Have found out how to do fog in the shader so this means that you can now have fog in your XBox 360 games as well as your Windows based games.

As usual it is a matter of adding the right semantic and setting the correct renderstate in the shader.

So, the code.

Shader Model 1.1 - 2
In your Shader's vertex return structure, add the following

float Fog : FOG;



In your vertex shader set the fog you require:

Output.Fog = 1.0f - ( length( Input.Position - EyePosition) / 50.0f);


Note: This is an example you can generate this how ever you need to.

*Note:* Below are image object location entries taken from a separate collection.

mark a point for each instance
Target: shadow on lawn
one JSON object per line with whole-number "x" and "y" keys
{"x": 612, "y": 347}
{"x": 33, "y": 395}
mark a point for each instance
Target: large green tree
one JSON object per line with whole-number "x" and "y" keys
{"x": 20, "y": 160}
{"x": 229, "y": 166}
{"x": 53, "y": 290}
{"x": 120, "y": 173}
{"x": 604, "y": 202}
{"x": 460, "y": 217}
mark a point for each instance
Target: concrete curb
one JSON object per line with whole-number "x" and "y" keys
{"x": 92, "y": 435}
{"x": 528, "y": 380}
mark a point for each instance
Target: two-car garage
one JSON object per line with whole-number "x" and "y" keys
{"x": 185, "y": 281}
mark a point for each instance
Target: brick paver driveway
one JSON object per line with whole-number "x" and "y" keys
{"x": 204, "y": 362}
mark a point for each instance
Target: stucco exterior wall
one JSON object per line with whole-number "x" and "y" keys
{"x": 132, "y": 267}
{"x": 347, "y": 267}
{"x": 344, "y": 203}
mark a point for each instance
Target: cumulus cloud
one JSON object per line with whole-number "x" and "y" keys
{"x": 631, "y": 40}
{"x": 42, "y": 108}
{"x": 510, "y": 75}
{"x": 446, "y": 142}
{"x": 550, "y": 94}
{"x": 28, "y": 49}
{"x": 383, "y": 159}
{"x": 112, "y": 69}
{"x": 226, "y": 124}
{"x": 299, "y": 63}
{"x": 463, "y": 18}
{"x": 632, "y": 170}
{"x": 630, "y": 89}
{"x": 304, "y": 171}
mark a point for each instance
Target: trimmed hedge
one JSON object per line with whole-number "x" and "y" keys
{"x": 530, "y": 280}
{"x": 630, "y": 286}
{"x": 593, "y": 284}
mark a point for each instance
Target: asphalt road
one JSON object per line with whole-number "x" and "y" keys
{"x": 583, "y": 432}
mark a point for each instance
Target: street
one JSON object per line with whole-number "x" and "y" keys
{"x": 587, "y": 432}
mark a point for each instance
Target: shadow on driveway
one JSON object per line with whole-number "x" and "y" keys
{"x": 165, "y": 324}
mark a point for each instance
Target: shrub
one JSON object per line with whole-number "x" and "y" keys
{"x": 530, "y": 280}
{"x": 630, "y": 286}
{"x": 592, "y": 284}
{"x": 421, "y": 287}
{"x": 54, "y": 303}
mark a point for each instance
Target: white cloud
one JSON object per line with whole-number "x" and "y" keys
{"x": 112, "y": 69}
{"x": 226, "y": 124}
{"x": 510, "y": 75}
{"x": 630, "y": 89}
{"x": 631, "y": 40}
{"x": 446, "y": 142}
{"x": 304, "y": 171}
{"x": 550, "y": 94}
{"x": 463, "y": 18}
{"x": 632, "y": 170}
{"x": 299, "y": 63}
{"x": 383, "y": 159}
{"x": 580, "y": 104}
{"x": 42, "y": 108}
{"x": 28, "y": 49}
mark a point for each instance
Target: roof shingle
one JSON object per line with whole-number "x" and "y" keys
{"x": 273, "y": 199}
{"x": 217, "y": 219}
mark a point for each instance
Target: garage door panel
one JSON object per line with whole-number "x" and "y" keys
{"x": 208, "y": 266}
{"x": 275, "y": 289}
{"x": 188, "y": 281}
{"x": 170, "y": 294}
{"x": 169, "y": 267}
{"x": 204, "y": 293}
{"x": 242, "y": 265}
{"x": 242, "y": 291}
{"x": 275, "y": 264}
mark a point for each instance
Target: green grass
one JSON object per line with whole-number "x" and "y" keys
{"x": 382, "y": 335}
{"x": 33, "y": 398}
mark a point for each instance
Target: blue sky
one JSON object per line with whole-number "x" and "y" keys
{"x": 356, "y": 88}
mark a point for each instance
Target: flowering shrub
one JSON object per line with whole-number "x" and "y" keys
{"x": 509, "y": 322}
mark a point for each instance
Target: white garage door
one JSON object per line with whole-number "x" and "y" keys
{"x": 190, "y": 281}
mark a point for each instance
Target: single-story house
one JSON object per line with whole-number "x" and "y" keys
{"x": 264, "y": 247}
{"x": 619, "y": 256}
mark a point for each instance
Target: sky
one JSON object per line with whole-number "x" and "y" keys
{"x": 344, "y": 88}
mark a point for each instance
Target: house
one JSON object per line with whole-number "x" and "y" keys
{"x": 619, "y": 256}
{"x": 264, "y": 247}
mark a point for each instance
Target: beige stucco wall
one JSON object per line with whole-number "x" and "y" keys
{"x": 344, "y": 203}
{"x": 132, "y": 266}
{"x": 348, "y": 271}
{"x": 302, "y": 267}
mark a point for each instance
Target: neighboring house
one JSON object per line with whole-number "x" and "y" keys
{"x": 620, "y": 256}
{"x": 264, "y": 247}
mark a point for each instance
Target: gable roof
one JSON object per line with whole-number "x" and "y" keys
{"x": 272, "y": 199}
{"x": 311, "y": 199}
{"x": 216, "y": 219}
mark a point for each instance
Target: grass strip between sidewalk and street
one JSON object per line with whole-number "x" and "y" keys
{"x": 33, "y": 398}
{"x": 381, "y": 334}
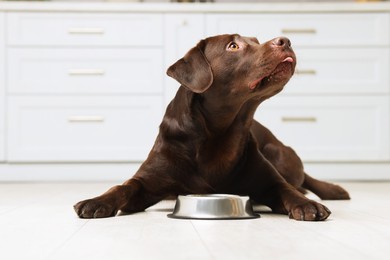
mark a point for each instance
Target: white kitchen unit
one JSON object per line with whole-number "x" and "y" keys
{"x": 84, "y": 85}
{"x": 2, "y": 91}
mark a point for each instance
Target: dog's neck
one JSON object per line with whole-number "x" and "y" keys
{"x": 226, "y": 113}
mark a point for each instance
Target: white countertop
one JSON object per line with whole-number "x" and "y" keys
{"x": 194, "y": 7}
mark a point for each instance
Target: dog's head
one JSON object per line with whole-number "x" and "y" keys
{"x": 236, "y": 66}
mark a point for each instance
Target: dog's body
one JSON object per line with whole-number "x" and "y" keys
{"x": 210, "y": 143}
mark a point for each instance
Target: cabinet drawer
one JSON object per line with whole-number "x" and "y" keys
{"x": 38, "y": 28}
{"x": 341, "y": 71}
{"x": 85, "y": 71}
{"x": 77, "y": 129}
{"x": 330, "y": 129}
{"x": 344, "y": 29}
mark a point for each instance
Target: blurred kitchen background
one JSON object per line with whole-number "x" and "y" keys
{"x": 83, "y": 87}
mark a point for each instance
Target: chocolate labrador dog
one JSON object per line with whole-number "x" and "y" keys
{"x": 210, "y": 143}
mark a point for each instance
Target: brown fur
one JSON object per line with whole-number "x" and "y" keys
{"x": 210, "y": 143}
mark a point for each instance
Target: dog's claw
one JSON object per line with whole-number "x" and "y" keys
{"x": 93, "y": 208}
{"x": 309, "y": 211}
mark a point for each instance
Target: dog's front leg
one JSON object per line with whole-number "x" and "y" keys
{"x": 135, "y": 195}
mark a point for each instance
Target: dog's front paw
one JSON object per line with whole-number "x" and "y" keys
{"x": 309, "y": 211}
{"x": 94, "y": 208}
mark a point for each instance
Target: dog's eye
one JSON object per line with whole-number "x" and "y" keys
{"x": 233, "y": 46}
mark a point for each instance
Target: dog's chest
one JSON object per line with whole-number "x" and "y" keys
{"x": 218, "y": 157}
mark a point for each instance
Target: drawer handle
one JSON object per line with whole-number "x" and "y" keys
{"x": 306, "y": 72}
{"x": 299, "y": 31}
{"x": 85, "y": 30}
{"x": 85, "y": 119}
{"x": 86, "y": 72}
{"x": 299, "y": 119}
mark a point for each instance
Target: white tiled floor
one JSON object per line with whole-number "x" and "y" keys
{"x": 37, "y": 222}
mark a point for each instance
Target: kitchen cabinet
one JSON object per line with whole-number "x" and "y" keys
{"x": 86, "y": 85}
{"x": 80, "y": 86}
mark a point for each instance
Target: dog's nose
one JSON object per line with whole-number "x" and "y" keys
{"x": 282, "y": 42}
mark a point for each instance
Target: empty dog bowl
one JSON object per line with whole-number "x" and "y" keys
{"x": 213, "y": 206}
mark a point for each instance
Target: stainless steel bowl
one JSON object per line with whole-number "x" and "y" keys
{"x": 213, "y": 206}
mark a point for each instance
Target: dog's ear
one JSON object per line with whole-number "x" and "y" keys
{"x": 254, "y": 39}
{"x": 193, "y": 70}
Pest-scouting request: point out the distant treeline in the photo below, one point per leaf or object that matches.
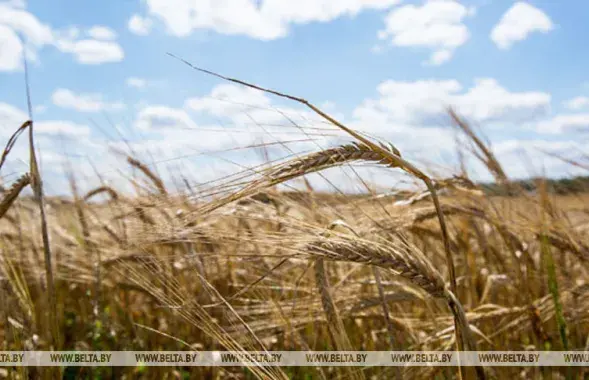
(556, 186)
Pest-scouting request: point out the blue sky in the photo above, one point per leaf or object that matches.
(99, 71)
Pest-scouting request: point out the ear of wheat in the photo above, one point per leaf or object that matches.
(12, 193)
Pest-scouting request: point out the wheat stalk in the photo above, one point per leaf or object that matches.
(12, 193)
(401, 258)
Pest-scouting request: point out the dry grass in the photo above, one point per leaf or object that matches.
(245, 266)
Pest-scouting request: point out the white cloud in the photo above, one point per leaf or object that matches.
(424, 102)
(65, 98)
(10, 50)
(137, 82)
(529, 158)
(92, 52)
(163, 117)
(436, 25)
(518, 23)
(101, 32)
(577, 103)
(61, 128)
(140, 25)
(564, 123)
(261, 19)
(10, 119)
(13, 21)
(246, 106)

Now all you have to do is set the render state for fog, so in the top of your pass add this

FOGENABLE = (3);
FOGCOLOR = (float4(.5,.5,.5,1));



Where 3 is Linear fog and float4(.5,.5,.5,1) would be the color gray.

Shader Model 3
To get fog working on SM 3 and/or the XBox 360 is a little different

  • Remove ALL state settings in the technique.
  • Swap the FOG simantic for a TEXCOORD.
  • As the FOGCOLOR state has been removed, you need to
       calulate this in the shader per vertex lerp between the
       calculated color and the fog color based on the FOG
       TEXCOORD

    For Example:

    Out.Color = lerp(g_FogColor, color * ((In.Diffuse * g_MaterialDiffuseColor) * diffuse + g_MaterialAmbientColor), In.Fog);



    Thanks to Leaf at XNA UK User Group and Jon Watte for your help with this I am sure this will help many others in there XNA development. Jon's shader also has the ability to specify the height of the fog and so giving a much richer fog effect, nice...

    If you have any interest in the discussions we had then take a look here or the comments on this post.

    Leaf has also put up an example of Jon's shader in action and you can find that here.
  • 2 comments:

    1. Hi, unfortunately this technique will not work on the Xbox 360 or when using shader model 3.0 on Windows. The .fx file as given wont compile in an Xbox 360 project.

      You are still using render states (FogColor, FogEnable) to do the fogging. Setting them in the .fx file is no different to setting them in your code.

      To do fogging on the Xbox 360 or shader model 3.0 in Windows requires that you do it completely manually - usually in the pixel shader using some depth based calculation.

      ReplyDelete
    2. Ahh, right.

      Thanks for that, I will update the post.

      I have put this up on the XNA Creators Club here forum as a solution and it seemed to work for the guy that tried it.

      But then there is a post after mine saying how this should be done for shader 3.